It's a question that's been asked since the 1823 poem, "Twas The Night Before Christmas" put reindeer power in Santa Clause's delivery service, but the question is always answered in terms of every child.
Leaving no child behind gives us a Santa whom according to Gizmodo, would have to at all times travel at 650 miles per second, which you can read about here, and is summed up by their own words, "If Santa ever DID deliver presents on Christmas Eve, he's dead now."
However, dead Santas make children sad, so we're going to see how many, if any children Santa can get presents to without dying. We start things off with Santa's sleigh, a hefty 1850 pounds empty, or an even ton with a 250 pound Santa at the helm.

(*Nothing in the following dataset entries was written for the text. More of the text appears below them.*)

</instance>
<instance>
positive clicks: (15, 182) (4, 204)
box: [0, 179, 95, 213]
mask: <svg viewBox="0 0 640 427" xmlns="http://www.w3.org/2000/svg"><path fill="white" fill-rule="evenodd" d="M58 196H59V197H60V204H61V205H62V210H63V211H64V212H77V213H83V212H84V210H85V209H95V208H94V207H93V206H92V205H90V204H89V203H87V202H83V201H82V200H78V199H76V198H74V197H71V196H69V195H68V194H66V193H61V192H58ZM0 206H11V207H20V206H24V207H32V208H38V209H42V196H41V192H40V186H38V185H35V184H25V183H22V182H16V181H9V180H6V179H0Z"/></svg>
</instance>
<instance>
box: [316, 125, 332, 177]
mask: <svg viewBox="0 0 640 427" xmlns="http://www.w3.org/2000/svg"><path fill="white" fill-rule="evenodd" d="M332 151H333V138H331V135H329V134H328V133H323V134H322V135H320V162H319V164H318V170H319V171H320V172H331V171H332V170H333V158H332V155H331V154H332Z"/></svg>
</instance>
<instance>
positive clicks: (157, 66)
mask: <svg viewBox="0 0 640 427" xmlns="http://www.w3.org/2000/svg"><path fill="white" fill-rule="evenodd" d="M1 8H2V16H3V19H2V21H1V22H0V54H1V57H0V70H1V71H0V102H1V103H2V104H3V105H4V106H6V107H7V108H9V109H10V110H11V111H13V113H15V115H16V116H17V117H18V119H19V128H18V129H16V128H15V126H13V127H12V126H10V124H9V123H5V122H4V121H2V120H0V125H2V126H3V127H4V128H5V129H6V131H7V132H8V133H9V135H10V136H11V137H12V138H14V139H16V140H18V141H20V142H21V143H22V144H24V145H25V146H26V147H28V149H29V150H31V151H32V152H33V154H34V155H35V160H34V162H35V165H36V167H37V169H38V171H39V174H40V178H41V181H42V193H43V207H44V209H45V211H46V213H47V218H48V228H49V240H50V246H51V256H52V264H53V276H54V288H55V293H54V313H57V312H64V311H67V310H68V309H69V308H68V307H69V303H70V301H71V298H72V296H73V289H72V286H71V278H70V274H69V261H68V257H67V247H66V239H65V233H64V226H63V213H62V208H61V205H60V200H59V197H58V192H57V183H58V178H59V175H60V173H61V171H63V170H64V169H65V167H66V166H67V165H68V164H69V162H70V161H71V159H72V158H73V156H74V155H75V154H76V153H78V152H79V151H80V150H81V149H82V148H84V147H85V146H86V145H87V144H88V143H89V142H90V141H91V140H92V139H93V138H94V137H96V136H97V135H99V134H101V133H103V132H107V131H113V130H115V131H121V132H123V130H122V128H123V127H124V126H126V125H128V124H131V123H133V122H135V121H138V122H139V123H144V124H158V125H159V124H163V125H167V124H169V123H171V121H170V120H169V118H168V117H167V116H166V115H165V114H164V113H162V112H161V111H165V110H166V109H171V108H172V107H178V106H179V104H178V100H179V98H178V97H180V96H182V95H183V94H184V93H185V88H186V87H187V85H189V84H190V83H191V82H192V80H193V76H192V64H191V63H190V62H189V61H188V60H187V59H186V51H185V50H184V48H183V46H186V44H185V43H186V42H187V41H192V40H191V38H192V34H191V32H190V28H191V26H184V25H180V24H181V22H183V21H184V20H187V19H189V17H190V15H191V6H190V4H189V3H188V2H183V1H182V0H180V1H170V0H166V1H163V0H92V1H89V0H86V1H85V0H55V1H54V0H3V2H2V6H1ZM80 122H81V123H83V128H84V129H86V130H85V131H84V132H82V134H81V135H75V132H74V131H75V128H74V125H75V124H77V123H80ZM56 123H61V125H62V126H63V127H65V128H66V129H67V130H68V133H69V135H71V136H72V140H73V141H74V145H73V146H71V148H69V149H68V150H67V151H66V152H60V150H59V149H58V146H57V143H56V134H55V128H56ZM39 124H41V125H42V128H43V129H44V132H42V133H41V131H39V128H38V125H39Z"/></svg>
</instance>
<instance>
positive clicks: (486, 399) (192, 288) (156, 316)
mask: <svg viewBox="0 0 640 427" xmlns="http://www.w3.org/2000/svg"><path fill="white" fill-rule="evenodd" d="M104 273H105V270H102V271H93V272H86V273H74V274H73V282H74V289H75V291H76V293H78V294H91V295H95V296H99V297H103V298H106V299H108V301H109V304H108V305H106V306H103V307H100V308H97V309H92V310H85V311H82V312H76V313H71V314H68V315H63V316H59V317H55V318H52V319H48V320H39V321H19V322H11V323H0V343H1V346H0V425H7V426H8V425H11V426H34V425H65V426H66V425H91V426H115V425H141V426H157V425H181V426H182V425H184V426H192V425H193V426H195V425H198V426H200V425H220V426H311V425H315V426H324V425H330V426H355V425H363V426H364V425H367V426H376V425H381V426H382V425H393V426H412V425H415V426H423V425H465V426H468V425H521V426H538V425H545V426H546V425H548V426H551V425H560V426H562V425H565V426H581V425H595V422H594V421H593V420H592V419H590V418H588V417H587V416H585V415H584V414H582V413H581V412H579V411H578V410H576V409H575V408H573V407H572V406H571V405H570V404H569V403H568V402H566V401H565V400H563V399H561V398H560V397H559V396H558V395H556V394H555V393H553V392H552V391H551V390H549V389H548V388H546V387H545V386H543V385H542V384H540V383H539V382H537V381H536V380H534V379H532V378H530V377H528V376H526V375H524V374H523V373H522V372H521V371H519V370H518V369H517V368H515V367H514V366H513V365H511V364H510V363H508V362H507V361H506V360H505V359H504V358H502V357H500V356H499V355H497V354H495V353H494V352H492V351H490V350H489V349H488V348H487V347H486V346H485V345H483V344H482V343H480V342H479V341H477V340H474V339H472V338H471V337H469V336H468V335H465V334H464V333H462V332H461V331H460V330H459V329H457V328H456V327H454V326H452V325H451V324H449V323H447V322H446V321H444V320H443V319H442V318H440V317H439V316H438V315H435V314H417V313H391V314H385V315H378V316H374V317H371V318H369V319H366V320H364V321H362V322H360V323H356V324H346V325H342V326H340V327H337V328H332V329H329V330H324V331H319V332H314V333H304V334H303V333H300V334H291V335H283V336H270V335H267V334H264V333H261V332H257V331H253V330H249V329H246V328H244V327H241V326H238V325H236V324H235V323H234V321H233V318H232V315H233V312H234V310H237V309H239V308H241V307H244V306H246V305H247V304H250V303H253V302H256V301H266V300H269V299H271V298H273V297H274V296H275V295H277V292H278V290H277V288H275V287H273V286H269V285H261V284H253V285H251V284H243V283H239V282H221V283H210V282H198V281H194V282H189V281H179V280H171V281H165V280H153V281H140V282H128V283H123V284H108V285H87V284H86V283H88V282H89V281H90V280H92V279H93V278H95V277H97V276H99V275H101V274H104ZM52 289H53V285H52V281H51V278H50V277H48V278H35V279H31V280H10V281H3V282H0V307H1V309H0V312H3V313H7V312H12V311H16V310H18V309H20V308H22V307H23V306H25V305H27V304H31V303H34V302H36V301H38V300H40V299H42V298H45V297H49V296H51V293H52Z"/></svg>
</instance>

Two average reindeer being 600 pounds, and pulling 1200 pounds each can do this handily, but Santa has a payload, about 60,000 tons based on a data dump from NORAD on Business Insider. To get all that moving is still possible. Santa just needs 100,000 reindeer to get his sleigh along, not aloft. There's no cheating this Christmas.
Now Santa can set off from his industrial complex in the north pole, ready to bring smiles to the kids of the nearest settlement with kids in Longyearbyen, Svalbard Norway.
He has about 32 hours of Christmas to burn thanks to time zones, and with fully harnessed reindeer topping out at 15 miles per hour, he'll be spending 19 of those getting to the edge of Longyearbyen, and because his reindeer, linked up in the traditional manner will stretch for 57 miles, Santa himself will be in town four hours after his reindeer. That gives him nine hours to deliver Christmas.
At about 6 square miles, Longyearbyen might not be breaking any records outside its latitude, but every one of those miles is packed with 10.7 children, 386 overall.
Counting all the numbers we have except the 57 miles of Nordic venison, Santa can can drop gifts off for the whole of Longyearbyen in two hours and 20 minutes. His deer aren't included because to put Santa in town, they would have to be 47 miles outside the next closest town, Barentsburg.
Here, with just seven hours to spare, Santa can spend the next nine minutes dropping off presents to 90 kids before heading out to mainland Europe.
The closest city to Barentsburg is Tromso Norway, about 586 miles from Svalbard, but even discounting the fact that it would take 40 hours to get there by sled, that distance is covered in liquid ocean. Svalbard is where Santa's mission starts and ends, providing just 472 children with 59,999 tons of gifts, so if you want to meet the man, you'll have to move to Svalbard.